The following QoS are defined on UBELIX:
QoS | Time limit | Max Jobs | Partitions | Description |
---|---|---|---|---|
job_cpu | 96 hours | 20000 | epyc2,bdw | This is the default CPU qos. It’s used for all general computing. |
job_cpu_long | 16 days | 50 | epyc2,bdw | This CPU qos is used for very long jobs. Note: Checkpointing is recommended! |
job_cpu_debug | 20 min | 1 | epyc2,bdw | This CPU qos is used for quick debug jobs (max 10 cores) |
job_gpu | 24 hours | gpu | This is the default GPU qos. It’s used for general GPU computing. | |
job_gpu_debug | 20 min | 1 | gpu | This GPU qos is used for quick debug jobs on GPUs (max 1 GPU). |
job_gpu_preemptable | 24 hours | gpu-invest | This GPU qos is used to request idle investor GPU resources. See the note below for details! | |
job_gpu_investor | gpu-invest | These GPU qos are used by investors to request their GPU resources. | ||
job_interactive | 8 hours | 1 | all | This qos is used for interactive CPU/GPU jobs (i.e, OnDemand). Jobs are assigned higher priority to start quickly. |
job_icpu-investor | icpu-investor | These CPU qos are used by investors to request their CPU resources. |
Some QoS have more specific resource limits associated to them, e.g. the number
of GPUs that can be requested per user. These limits can be viewed using the
sqos
command:
sqos -h
Usage: ./sqos [partition_name | qos_name]
If a partition name is given, it retrieves all QoS associated with that partition as per slurm.conf.
If a QoS name is given, it displays the details for that specific QoS.

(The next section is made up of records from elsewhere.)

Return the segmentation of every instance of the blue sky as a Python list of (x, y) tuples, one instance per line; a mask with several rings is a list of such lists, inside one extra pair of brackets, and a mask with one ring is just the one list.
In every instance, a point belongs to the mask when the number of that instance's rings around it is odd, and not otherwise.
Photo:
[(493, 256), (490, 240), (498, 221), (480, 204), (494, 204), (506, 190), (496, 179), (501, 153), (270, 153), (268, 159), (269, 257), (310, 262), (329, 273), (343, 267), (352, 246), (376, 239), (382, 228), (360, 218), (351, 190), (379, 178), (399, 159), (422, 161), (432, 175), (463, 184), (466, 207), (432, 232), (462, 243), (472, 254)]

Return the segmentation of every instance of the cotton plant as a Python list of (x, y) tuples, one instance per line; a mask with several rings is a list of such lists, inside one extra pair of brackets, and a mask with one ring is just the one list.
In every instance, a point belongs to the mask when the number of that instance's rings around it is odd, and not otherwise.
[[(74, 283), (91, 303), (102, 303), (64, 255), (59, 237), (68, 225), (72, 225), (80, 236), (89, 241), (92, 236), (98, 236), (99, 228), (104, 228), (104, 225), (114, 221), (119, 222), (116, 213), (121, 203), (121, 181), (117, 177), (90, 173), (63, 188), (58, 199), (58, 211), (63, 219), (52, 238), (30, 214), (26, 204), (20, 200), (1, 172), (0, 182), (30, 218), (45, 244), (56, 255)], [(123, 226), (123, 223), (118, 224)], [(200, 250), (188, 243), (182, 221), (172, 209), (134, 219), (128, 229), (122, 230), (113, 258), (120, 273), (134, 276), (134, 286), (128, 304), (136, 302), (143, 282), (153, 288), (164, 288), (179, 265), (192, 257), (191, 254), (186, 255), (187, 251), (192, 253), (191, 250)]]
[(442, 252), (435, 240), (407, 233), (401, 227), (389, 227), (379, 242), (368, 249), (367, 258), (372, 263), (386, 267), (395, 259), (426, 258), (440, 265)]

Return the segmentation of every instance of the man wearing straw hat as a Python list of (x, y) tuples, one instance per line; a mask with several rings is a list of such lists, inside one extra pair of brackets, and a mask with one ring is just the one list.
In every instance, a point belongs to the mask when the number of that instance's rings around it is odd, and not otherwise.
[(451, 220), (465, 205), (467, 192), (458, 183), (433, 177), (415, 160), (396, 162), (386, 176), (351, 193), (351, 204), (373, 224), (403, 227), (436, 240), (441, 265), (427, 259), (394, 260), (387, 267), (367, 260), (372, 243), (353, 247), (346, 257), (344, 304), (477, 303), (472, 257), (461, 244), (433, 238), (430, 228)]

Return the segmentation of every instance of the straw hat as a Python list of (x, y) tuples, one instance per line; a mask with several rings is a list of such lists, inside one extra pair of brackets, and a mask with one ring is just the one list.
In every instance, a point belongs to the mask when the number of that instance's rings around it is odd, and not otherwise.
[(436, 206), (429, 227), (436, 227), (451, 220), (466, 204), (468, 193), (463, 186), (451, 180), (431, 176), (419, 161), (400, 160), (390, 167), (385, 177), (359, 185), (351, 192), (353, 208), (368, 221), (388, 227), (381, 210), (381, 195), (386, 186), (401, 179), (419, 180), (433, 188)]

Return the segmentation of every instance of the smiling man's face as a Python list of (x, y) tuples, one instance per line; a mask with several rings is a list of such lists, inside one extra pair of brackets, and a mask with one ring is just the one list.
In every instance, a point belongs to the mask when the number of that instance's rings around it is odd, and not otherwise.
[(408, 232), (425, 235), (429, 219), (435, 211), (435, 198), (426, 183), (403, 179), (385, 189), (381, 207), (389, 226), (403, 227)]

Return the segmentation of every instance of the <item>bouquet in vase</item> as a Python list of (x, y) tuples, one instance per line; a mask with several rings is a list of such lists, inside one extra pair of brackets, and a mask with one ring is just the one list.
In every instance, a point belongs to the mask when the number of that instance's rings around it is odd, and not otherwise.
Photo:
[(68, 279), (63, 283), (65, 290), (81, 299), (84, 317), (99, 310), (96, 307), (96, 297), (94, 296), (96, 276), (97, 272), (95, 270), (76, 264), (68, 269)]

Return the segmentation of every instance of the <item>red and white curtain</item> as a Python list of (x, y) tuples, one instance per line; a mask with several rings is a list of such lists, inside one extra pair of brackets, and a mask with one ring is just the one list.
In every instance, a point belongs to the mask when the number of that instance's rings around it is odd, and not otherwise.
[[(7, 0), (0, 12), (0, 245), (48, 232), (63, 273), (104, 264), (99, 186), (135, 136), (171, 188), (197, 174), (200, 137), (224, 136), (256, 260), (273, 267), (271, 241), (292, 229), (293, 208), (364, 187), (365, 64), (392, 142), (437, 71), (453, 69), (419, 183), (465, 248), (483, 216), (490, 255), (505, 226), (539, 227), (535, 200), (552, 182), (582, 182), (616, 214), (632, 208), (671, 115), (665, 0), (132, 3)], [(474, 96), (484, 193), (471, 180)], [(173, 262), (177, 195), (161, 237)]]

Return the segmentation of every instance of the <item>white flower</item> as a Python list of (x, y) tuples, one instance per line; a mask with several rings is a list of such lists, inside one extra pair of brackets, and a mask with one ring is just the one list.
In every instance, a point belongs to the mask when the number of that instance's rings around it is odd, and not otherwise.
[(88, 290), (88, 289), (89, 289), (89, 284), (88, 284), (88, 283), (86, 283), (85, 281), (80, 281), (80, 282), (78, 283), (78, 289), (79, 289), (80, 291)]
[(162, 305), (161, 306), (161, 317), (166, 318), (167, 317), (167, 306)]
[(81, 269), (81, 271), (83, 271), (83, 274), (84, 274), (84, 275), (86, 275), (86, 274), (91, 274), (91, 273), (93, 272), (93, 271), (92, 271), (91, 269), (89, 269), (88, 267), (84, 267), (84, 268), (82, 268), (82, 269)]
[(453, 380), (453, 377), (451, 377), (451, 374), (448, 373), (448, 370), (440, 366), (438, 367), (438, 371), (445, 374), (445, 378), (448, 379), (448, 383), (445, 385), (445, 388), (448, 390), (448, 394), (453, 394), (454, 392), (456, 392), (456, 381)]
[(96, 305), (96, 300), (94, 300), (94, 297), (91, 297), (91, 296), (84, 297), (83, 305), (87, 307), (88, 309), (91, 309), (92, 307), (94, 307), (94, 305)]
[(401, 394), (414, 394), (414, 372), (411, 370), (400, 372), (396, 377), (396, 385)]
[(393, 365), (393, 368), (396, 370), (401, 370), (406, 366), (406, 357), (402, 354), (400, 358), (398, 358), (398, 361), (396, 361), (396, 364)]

Without arguments, the script shows all QoS for the current user.
Examples:
sqos # Show all QoS for the current user
sqos partition_name # Show QoS for the specified partition
sqos qos_name # Show details for the specified QoS
Investor QoS
Investors get pseudo-exclusive access to their invested resources. The membership to these investor qos is managed by the investor or their deputy. Membership changes need to be communicated to the HPC team. For details on investing in UBELIX see Costs and Investments.
Preemptable QoS
The resources dedicated to investors can be used by non-investing users too.
Idle investor resources can be used by jobs with the QOS job_gpu_preemptable
. However, these preemptable jobs may be terminated by investor jobs at any time! If the job has been terminated to free resources for the investor, the preemptable job is rescheduled in the queue. This makes the qos job_gpu_preemptable
especially suitable to jobs that support automatic checkpointing or restarts.